Pope John XXII considered restoring the bishopric in 1332. In a letter addressed to Csanád Telegdi, the Archbishop of Esztergom, he wrote that "the powerful of those lands" had seized the property of the Diocese of Cumania. Hoping to receive royal support for his plan, the pope decided to make the Franciscan Vitus de Monteferreo (Charles I of Hungary's chaplain) bishop of Milkovia. Although the pope confirmed Vitus's ordination two years later, no evidence exists that the bishop ever visited his diocese. Other bishops were ordained to the see of Milkovia during the next century, but their attempts to regain the properties of the Diocese of Cumania were unsuccessful.

== Territory and see ==
The borders of the Diocese of Cumania cannot be exactly determined. Roger of Torre Maggiore wrote that the Mongols crossed the Siret River before entering the Diocese of Cumania, which indicates that the river was the diocese's eastern border. A 1235 list of the Premonstratensians' houses in Hungary noted that "Corona" (now Brașov in Romania) was in the Cumanian diocese, suggesting that it included southeastern Transylvania. According to historian Victor Spinei, "Southeastern Transylvania was included within the bishopric most likely to secure a constant source of revenue from the collection of tithes for the emerging ecclesiastical structure during the first years after the conversion of the Cumans". Spinei wrote that the Trotuș River must have formed the diocese's northeastern border, and the Buzău River its southeastern frontier.
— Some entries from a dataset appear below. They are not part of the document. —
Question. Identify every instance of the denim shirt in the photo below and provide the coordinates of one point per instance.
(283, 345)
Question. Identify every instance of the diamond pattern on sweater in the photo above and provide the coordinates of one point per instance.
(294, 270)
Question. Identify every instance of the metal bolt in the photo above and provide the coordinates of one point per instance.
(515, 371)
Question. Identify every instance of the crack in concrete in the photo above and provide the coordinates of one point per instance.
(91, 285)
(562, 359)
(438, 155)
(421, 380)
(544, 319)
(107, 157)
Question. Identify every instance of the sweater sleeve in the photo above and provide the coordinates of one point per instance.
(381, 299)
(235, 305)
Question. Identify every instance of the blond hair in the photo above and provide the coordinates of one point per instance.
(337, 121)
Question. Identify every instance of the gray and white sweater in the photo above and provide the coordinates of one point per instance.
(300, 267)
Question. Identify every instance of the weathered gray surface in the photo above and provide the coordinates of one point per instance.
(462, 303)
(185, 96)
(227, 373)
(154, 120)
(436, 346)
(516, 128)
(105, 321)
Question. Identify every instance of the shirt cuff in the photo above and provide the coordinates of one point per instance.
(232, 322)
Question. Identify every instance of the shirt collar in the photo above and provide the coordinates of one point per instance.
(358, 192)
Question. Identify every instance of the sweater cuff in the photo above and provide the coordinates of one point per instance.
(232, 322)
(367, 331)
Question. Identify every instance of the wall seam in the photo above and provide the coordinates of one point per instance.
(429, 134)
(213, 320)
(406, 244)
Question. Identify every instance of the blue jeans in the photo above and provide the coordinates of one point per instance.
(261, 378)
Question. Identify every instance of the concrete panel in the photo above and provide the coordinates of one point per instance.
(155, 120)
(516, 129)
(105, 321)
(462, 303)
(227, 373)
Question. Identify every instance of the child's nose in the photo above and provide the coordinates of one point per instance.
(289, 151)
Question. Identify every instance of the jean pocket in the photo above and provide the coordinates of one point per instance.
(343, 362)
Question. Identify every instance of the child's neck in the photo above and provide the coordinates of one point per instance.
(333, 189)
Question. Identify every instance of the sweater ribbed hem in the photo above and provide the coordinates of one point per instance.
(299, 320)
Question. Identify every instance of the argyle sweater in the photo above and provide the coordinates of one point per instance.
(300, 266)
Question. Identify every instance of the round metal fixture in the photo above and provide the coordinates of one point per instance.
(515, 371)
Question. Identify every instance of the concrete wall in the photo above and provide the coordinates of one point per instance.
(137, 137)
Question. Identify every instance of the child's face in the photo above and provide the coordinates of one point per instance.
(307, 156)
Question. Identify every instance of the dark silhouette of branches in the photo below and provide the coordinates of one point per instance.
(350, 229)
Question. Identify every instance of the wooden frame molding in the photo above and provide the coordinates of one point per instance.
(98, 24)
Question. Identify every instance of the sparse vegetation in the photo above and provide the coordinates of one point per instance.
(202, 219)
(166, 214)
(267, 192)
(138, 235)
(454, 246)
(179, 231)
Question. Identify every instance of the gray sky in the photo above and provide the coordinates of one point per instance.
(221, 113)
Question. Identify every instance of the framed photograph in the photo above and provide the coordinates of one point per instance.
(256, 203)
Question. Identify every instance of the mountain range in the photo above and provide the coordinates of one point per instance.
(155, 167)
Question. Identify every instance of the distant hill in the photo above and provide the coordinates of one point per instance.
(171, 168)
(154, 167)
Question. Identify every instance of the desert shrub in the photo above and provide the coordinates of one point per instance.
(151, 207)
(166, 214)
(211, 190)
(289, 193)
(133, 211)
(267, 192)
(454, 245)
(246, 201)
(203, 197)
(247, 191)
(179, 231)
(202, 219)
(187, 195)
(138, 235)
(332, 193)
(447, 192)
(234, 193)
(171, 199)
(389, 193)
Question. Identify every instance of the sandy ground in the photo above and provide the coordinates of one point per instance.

The location of the episcopal see is the subject of scholarly debate. In his 1278 letter, Pope Nicholas III wrote that the civitas de Mylco (on the Milcov River) was the seat of the Cumanian bishop. Nicolae Iorga identified civitas de Mylco with Odobești; Constantin C. Giurescu with Reghiu and then with Odobești, and Carol Auner with the Crăciuna Citadel at Câmpineanca. According to archaeologists Adrian Andrei Rusu and Anton Paragină, the see of the bishopric was in Focșani or Vârteșcoiu (where small 13th-century forts were excavated). Two Cuman chieftains were buried "in the chapel of the Blessed Virgin", according to The Lives of the Brethren, indicating that at least one chapel was built in the see of the bishopric. The 1278 letter of Pope Nicholas also referred to the cathedral which had been destroyed by the Mongols. The Dominican Theodoric served as bishop under Robert, Archbishop of Esztergom from 1228 to 1234 or later; papal documents note an unnamed bishop of Cumania in 1235 and 1238.